There was a plaintive quiver in the cooing voice, and Laurel's heart suddenly went out to the lovely victim in tender sympathy.

"After my marriage I did not see St. Leon for years," continued the sweet tones. "But they told me he had changed—that he had grown hard, cynical, cold—that he cared nothing for women save to rail at them. But I am free at last—and you see for yourself that he unbends to me as to none other. The old love still burns in his heart. I shall win him back, Beatrix, and this time no one shall come between us!"

"Maud," called a strong, sweet voice, coming down the marble steps.

"I am here, St. Leon," she answered back, gladly. "This pretty Beatrix here promised me some roses all sweet with moonlight and dew, but she has not given me one. You shall give them to me, St. Leon."

He came out to them, his handsome dark head bare in the moonlight, a smile in his eyes and on his lips—subtly sweet and dangerous as he sometimes willed it to be.

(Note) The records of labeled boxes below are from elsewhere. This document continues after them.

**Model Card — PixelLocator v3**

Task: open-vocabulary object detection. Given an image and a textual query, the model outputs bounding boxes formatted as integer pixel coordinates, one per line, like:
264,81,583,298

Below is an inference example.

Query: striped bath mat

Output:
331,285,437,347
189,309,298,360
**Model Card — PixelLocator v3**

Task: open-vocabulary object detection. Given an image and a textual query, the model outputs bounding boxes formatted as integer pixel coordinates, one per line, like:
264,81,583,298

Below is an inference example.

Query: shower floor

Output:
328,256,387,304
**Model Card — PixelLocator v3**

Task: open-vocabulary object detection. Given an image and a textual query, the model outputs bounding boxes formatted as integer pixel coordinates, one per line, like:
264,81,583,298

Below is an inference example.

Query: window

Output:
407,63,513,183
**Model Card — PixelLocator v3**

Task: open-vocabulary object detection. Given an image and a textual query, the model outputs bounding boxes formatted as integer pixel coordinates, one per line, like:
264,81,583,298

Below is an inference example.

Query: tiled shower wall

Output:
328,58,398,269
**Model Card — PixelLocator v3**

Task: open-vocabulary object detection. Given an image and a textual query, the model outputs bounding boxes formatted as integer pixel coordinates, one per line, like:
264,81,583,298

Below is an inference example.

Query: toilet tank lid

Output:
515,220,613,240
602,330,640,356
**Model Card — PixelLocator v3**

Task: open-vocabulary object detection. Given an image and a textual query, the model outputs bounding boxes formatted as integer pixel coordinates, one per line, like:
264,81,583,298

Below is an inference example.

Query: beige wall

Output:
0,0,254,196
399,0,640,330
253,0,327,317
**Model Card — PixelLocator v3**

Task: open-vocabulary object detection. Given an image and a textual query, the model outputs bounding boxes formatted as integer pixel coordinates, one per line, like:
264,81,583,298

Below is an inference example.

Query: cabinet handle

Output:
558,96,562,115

"Miss Gordon, will you go into the house with the count and my mother?" he said, looking straight into the girl's dark eyes. "I will find the roses 'all sweet with moonlight and dew.'"

Laurel bowed silently and turned away. She did not turn her head, but she knew that the widow had taken St. Leon's arm and was walking across the velvety greensward with him. The echo of firm tones and happy laughter floated back to her.

She did not go back to the count and Mrs. Le Roy as she had been bidden at once. She sat down at the foot of the marble steps and laid her hot brow wearily down on the cold white stone.

"Their words hurt me here," she murmured, pressing her small hand on her beating heart. "But I cannot understand why it should be so. Why should their love pain me? I care nothing for either of them. They are nothing to me. But, oh! this terrible pain at my heart—what does it mean?"

The slight form shivered and trembled, the beautiful face was deathly white in the moonlight. She rested there silently a long time, looking down with sharpened mental vision into her own heart.

And suddenly a moan of intense self-scorn and bitter despair trembled over the beautiful girlish lips.

"I have been willfully blind; I have not understood till now," she moaned. "But, by the flash of jealousy and grief, I have seen my heart. Clarice was right, and I spoke falsely when I denied her. I love him—that haughty, handsome man, who has never given me one thought—who belongs to Maud Merivale. That is why I risked all to remain at Eden! Oh, God! how hard it is to read my own heart first by its jealousy and aching!"

And the night winds and the river echoed her faint, despairing moan.

CHAPTER XXI

After a little she dragged herself up wearily, and went back to the drawing-room. The young count brightened visibly at her appearance. Mrs. Le Roy told her that she had stayed out too long in the night air and dew.

"You look as cold and white as the moonlight," she said.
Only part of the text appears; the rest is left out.